野獣の血 (2022):映画短評
野獣の血 (2022)ライター2人の平均評価: 3.5
時代の変化に翻弄されるヤクザを描いた骨太な韓流ノワール
民主化後の韓国で文民政権が誕生した’93年の釜山を舞台に、地元の貧しい庶民の生活に寄り添う昔気質のヤクザが、小さな漁港の利権をめぐる新旧暴力団同士の、血で血を洗う激しい抗争に巻き込まれていく。いわば、時代の急速な変化に翻弄される韓国人の戸惑いを、裏社会の視点から描いた韓流ノワールだ。弱肉強食の資本主義型ヤクザの猛攻を前に、もはや義理人情など通用しなくなったことを思い知らされた主人公が、気のいい兄ちゃんから冷酷非情なボスへと変わらざるを得なくなる。ストーリー自体に目新しさはないものの、敵側についた幼馴染みとの複雑な友情など、厚みのある人間ドラマのおかげで見応えのある作品に仕上がっている。
かっこよく死ぬか、クズとして生き延びるか!?
ヤクザの世界でスジを通して生きてきた男が、抗争のなかでスジを否応なしに曲げられる。『仁義なき戦い』にも通じる、その果ての凄惨を活写。

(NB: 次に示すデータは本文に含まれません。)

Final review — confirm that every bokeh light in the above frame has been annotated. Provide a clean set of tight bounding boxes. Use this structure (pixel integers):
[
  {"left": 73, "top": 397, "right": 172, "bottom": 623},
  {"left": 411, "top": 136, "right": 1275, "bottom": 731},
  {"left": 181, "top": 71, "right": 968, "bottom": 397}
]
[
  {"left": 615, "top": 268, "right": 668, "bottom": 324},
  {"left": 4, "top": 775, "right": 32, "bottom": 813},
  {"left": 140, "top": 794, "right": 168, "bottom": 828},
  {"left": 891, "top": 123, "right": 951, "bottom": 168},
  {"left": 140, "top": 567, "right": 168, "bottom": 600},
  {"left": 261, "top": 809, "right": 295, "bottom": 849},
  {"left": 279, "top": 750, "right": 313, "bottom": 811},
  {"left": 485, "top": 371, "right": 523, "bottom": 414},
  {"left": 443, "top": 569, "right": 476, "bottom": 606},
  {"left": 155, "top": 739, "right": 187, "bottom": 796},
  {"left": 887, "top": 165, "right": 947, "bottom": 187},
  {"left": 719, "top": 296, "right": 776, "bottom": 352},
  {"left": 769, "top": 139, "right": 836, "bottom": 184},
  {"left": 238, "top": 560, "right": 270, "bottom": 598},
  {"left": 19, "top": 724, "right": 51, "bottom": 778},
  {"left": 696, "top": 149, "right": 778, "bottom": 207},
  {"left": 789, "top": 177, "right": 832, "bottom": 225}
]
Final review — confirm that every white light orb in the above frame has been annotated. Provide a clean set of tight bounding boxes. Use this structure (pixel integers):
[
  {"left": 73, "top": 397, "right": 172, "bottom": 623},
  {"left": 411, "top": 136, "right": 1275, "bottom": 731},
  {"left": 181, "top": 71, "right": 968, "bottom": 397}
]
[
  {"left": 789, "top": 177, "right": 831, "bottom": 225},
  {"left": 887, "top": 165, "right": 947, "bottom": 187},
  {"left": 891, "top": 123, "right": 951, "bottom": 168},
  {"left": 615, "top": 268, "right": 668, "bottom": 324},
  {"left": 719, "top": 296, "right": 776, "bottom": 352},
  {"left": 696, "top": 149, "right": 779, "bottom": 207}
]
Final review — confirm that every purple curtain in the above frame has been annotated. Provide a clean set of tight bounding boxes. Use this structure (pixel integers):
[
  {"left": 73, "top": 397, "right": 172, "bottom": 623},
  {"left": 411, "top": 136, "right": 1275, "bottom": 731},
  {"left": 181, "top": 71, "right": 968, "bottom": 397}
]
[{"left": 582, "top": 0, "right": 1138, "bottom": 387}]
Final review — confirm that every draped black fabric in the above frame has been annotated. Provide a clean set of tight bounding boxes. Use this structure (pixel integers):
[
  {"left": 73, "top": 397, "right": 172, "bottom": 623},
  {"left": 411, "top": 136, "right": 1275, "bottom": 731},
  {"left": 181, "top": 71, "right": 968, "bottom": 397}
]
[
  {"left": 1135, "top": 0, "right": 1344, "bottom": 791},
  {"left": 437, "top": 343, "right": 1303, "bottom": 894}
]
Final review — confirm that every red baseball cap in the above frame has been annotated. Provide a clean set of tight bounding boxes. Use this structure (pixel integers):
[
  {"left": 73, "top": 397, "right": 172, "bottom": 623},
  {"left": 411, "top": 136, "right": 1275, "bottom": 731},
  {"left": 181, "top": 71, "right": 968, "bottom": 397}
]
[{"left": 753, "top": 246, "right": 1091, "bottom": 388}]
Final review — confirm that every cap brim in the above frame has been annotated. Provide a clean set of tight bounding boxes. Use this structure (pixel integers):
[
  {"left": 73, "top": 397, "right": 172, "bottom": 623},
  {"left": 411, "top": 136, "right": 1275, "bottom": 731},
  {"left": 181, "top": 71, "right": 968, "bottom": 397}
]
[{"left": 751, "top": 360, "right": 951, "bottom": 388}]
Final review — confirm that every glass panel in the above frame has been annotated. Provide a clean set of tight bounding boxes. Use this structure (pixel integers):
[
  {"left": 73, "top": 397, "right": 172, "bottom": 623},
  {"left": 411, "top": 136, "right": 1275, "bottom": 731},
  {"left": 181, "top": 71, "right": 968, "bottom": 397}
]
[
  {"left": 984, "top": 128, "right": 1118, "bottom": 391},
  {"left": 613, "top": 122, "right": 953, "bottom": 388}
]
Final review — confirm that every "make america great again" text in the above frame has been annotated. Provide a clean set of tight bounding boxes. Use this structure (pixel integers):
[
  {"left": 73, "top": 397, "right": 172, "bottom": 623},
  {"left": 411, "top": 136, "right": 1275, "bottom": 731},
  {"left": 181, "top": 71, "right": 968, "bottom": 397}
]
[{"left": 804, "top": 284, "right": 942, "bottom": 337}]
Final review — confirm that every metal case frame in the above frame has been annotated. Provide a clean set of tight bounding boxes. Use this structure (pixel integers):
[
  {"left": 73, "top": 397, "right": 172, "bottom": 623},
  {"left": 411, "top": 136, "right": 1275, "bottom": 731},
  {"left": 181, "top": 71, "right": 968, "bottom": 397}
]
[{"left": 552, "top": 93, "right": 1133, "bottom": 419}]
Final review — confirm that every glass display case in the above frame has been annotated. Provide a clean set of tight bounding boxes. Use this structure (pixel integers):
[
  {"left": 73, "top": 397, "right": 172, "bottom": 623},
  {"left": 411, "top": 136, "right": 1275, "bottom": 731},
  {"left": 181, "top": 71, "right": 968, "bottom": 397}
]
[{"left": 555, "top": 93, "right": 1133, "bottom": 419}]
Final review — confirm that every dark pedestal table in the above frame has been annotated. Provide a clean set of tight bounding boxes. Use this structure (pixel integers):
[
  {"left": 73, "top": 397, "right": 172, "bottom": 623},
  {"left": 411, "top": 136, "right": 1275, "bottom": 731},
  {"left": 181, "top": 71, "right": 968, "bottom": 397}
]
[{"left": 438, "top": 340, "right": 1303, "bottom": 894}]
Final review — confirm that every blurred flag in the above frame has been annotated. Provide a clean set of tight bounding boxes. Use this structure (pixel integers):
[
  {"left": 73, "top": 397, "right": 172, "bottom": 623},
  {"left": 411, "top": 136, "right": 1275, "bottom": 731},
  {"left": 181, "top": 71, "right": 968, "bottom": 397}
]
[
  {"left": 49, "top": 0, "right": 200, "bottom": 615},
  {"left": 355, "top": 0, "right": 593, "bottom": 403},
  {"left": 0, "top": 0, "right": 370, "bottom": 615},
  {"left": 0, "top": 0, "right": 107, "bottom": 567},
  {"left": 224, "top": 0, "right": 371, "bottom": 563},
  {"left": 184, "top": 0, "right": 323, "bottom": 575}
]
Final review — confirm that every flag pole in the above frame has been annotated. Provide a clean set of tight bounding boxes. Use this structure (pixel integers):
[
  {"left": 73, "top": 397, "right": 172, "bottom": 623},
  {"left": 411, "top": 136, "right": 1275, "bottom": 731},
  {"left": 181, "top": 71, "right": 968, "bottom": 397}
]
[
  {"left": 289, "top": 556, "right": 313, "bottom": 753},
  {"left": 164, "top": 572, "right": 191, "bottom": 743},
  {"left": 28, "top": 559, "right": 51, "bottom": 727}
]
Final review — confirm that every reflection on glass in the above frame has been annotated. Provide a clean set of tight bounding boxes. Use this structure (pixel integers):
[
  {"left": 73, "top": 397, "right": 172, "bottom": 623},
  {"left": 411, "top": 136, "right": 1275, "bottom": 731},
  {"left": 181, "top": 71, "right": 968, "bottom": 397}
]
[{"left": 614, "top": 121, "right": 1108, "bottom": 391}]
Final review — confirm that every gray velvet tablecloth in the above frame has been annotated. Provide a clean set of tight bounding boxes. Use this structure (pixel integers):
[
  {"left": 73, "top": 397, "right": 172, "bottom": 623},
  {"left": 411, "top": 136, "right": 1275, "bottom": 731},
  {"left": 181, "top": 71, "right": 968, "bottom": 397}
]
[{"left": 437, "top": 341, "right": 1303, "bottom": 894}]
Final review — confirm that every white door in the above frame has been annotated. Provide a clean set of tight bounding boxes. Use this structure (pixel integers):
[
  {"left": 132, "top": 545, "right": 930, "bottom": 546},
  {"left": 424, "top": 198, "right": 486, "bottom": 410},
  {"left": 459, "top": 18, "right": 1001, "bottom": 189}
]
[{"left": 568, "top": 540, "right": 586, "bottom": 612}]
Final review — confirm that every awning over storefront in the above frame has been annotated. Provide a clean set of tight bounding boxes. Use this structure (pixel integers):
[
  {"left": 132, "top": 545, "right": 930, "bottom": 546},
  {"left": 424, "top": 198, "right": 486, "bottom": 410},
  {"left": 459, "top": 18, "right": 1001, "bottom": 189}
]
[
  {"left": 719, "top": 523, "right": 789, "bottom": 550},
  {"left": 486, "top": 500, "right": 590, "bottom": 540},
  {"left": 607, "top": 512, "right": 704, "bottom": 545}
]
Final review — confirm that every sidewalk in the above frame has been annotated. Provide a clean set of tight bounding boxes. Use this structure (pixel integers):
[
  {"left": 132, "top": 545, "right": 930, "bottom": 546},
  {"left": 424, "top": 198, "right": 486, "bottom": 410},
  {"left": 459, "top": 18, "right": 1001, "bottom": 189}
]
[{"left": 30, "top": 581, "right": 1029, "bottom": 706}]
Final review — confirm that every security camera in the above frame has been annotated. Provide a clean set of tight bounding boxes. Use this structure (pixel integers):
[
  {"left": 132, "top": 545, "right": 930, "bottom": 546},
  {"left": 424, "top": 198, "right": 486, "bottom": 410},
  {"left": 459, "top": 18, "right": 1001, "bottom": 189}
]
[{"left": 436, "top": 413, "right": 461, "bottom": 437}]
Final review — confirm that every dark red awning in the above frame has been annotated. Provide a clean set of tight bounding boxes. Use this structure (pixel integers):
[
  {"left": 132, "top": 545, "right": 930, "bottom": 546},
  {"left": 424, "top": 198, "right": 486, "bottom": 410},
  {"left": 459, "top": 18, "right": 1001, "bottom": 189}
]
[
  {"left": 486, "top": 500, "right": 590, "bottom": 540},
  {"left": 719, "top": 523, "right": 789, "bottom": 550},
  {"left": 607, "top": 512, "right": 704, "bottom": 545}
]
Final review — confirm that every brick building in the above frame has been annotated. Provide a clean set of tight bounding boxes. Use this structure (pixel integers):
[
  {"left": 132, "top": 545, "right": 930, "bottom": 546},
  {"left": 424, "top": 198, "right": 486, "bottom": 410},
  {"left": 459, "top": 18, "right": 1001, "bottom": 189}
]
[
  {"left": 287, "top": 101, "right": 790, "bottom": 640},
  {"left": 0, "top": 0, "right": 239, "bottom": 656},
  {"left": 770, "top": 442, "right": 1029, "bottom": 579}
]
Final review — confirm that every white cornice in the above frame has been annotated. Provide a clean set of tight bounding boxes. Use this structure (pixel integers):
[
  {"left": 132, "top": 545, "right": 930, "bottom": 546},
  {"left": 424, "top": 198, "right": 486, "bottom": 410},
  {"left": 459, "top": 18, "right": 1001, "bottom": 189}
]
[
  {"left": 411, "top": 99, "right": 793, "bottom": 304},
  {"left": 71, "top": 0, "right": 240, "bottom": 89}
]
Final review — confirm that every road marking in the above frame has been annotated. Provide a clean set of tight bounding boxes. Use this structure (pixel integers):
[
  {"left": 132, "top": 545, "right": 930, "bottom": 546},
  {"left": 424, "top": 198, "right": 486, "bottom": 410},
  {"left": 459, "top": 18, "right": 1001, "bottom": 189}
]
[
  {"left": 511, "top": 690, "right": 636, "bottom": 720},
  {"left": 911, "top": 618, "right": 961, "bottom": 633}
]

信用できるのは親分か、兄貴分か、親友か?謀略が渦巻く世界では正しい道筋が見えるはずもなく、そこにスリルが生じ、悲痛さをまとっていく。“かっこいいヤツよりもクズの方が生き残る”というセリフが重い。
スローモーションの映像や音楽に頼っていた前半のエモさは、後半に向かうほどリアルかつソリッドに研ぎ澄まされていく。この見せ方は巧い。日本ではなかなか見られなくなった硬派な極道ドラマが韓国から飛び出した。